LIMITES: FICÇÃO OU REALIDADE? – Parte 1

De tempos em tempos, nos deparamos com alguma produção – seja um filme ou livro – que coloca nossa percepção sobre a realidade em xeque. A pandemia tem sido um período de fertilidade para isso, proporcionando inúmeras revisões de obras que, até então, eram consideradas como ficção (científica ou não), algumas até sofríveis, fazendo com que a categoria dessas narrativas chegasse a um novo patamar muito superior, e, também, duvidoso: tornaram-se “premonições”.

Do ponto de vista coletivo, espera-se que seja um evento passageiro (o efeito “premonição”; a pandemia é algo muito mais complexo!), logo caindo no esquecimento, uma moda promovida por explorações excessivas da mídia e do mercado. É possível que o maior destaque seja Dan Brown, ao conseguir esse feito com primor no seu livro “O Código da Vinci”. Considero um exercício delicioso de imaginação e criatividade, um jogo linguístico, principalmente por fazer com que tantos componentes distantes entre si, no tempo e no espaço, unam-se em uma narrativa convincente. Uma parcela significativa de leitores se entregou ao conto dos descendentes de Maria e Jesus, buscando mais informações a respeito de seitas obscuras, signos espalhados pelo mundo e as figuras históricas que construíram tudo isso.

E, para o prazer desses leitores curiosos, incluindo este que vos escreve, havia uma profusão de subprodutos disponíveis para suprir os mais ávidos teóricos da conspiração.

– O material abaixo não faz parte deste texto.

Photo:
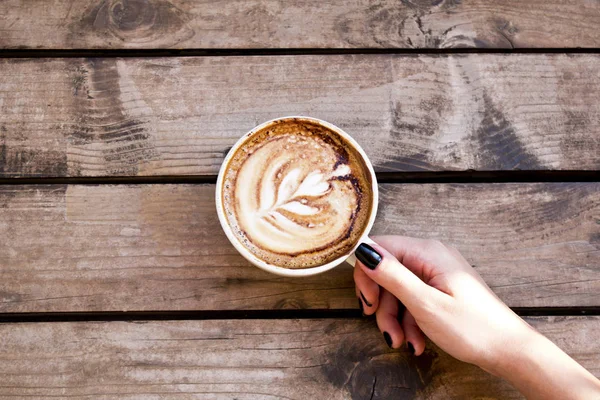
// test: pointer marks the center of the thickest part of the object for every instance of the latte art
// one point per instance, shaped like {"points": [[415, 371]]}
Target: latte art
{"points": [[296, 195]]}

Não foi um grande problema, afinal nenhum estrago permanente foi causado e, logo, essa diversão curiosa foi caindo no esquecimento. Houve um breve retorno quando da estreia do filme, mas o terreno já estava bastante ressecado para dar mais algum fruto.

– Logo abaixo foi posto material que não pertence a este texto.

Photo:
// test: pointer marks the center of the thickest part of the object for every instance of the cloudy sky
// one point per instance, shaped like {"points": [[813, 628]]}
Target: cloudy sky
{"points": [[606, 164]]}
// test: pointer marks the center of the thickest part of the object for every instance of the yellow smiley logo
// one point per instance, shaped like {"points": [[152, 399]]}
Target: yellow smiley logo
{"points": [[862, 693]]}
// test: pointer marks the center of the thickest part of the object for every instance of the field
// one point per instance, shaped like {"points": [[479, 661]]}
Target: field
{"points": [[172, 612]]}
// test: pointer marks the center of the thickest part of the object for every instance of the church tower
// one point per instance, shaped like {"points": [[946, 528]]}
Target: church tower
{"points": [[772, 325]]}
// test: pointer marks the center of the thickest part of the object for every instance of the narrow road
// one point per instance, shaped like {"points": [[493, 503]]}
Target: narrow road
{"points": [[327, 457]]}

O mesmo pode acontecer com outros temas. Discos-voadores, por exemplo. Alienígenas são um cardápio básico, mas se colocar um tempero novo, voilà! Temos uma nova corrente conspiratória, com novos livros, revistas, podcasts, documentários e tudo o mais que for possível receber uma grife.

Pode fazer a lista: meteoros apocalípticos, criaturas das profundezas-das montanhas-das-geleiras ou de onde quer que você imaginar, vírus + bactérias + epidemias, fantasmas e assombrações…

E é aqui que vou parar!

Não em uma categoria específica, do “sobrenatural”, mas em uma categoria que coloca em dúvida nossa percepção da realidade individualmente, não apenas como um coletivo. Socialmente, podemos até entender e participar de eventos de catarse como “Corra!” ou “O Poço”, instigantes e perturbadores em uma certa dose que funciona para o coletivo. Nesse ambiente, poderão surgir discussões as mais diversas sobre as motivações e conflitos propostos pelas obras, mas com uma certa parcimônia. Sempre haverá alguém a discutir com maior profundidade, sob o olhar psicológico, sociológico, antropológico aquela narrativa. Mas, e na intimidade? Qual o motivo de você ter perdido o sono depois de ver “Midsommar”? Afinal, não é só um filme?

Algumas das provocações promovidas por poucas obras nos fazem adotar um olhar de dúvida, quase desconfiança, direcionado para os outros quando, na verdade, o impasse está dentro de nós, nos fazendo enfrentar nosso íntimo com questionamentos no lugar de um personagem específico, nem sempre o herói.